Published 04/09/2025, 12:50
 America’s Car-Mart shares tumble as Q1 loss widens, revenue misses estimates

Investing.com - America’s Car-Mart (NASDAQ:CRMT) shares plunged 12.6% on Thursday after the used car retailer reported a wider-than-expected first-quarter loss and revenue that fell short of analyst expectations, despite improvements in its credit portfolio quality.

The company posted a loss of $0.69 per share for its fiscal first quarter, significantly worse than the $0.83 per share profit analysts had expected. Revenue declined 1.9% year-over-year to $341.3 million, missing the consensus estimate of $359.21 million.

The disappointing results came as sales volumes decreased 5.7% to 13,568 units, though the company saw a 7.5% increase in interest income and improved its gross margin by 160 basis points to 36.6%.

"Our strategic investments are delivering measurable results," said President and CEO Doug Campbell. "From a consumer demand standpoint, application volume was up over 10%.

We deployed and implemented LOS V2 in the beginning of the quarter, which has a more advanced underwriting scorecard, and the enablement of risk-based pricing embedded within the tool."

The company highlighted improvements in its credit quality, with the allowance for credit losses improving to 23.35% compared to 25.00% in the same quarter last year. However, net charge-offs as a percentage of average finance receivables increased slightly to 6.6% from 6.4% a year earlier.

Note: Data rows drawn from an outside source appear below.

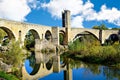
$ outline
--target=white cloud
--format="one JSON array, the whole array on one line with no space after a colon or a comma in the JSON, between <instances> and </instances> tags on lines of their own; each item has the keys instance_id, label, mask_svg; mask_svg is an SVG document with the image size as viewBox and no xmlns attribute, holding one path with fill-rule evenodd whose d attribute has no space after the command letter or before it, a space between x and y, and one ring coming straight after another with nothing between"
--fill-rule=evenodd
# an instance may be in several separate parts
<instances>
[{"instance_id":1,"label":"white cloud","mask_svg":"<svg viewBox=\"0 0 120 80\"><path fill-rule=\"evenodd\" d=\"M73 17L72 21L71 21L71 26L72 27L76 27L76 28L83 28L83 18L81 16L76 16Z\"/></svg>"},{"instance_id":2,"label":"white cloud","mask_svg":"<svg viewBox=\"0 0 120 80\"><path fill-rule=\"evenodd\" d=\"M36 1L36 0L34 0ZM25 21L26 16L35 8L33 0L1 0L0 1L0 18L15 21ZM29 5L31 4L31 5Z\"/></svg>"},{"instance_id":3,"label":"white cloud","mask_svg":"<svg viewBox=\"0 0 120 80\"><path fill-rule=\"evenodd\" d=\"M108 9L106 5L101 7L101 11L96 16L98 21L107 20L110 23L120 26L120 11L116 8Z\"/></svg>"},{"instance_id":4,"label":"white cloud","mask_svg":"<svg viewBox=\"0 0 120 80\"><path fill-rule=\"evenodd\" d=\"M105 20L120 26L120 10L114 7L109 9L106 5L103 5L101 10L96 12L94 4L90 0L86 3L83 3L82 0L50 0L48 3L42 3L41 7L47 9L55 19L61 18L61 12L64 9L70 10L73 27L83 28L83 21L91 20Z\"/></svg>"}]
</instances>

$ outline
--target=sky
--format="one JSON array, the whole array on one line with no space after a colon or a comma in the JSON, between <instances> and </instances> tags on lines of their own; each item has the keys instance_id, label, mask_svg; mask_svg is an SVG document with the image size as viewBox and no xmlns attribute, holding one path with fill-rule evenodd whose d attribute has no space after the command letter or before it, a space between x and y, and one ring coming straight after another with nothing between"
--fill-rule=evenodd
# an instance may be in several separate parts
<instances>
[{"instance_id":1,"label":"sky","mask_svg":"<svg viewBox=\"0 0 120 80\"><path fill-rule=\"evenodd\" d=\"M120 0L0 0L0 18L20 22L61 27L63 10L74 28L120 28Z\"/></svg>"}]
</instances>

America’s Car-Mart noted that wholesale price increases during the quarter limited inventory capacity, constraining its ability to meet customer demand.

The company is focusing on attracting higher-quality customers, with applications from its top three customer credit rankings growing by 15% during the quarter compared to the previous fiscal year average.

Despite the quarterly loss, the company completed a $172 million asset-backed securitization in August with improved financing terms, which it used to pay down its revolving credit line.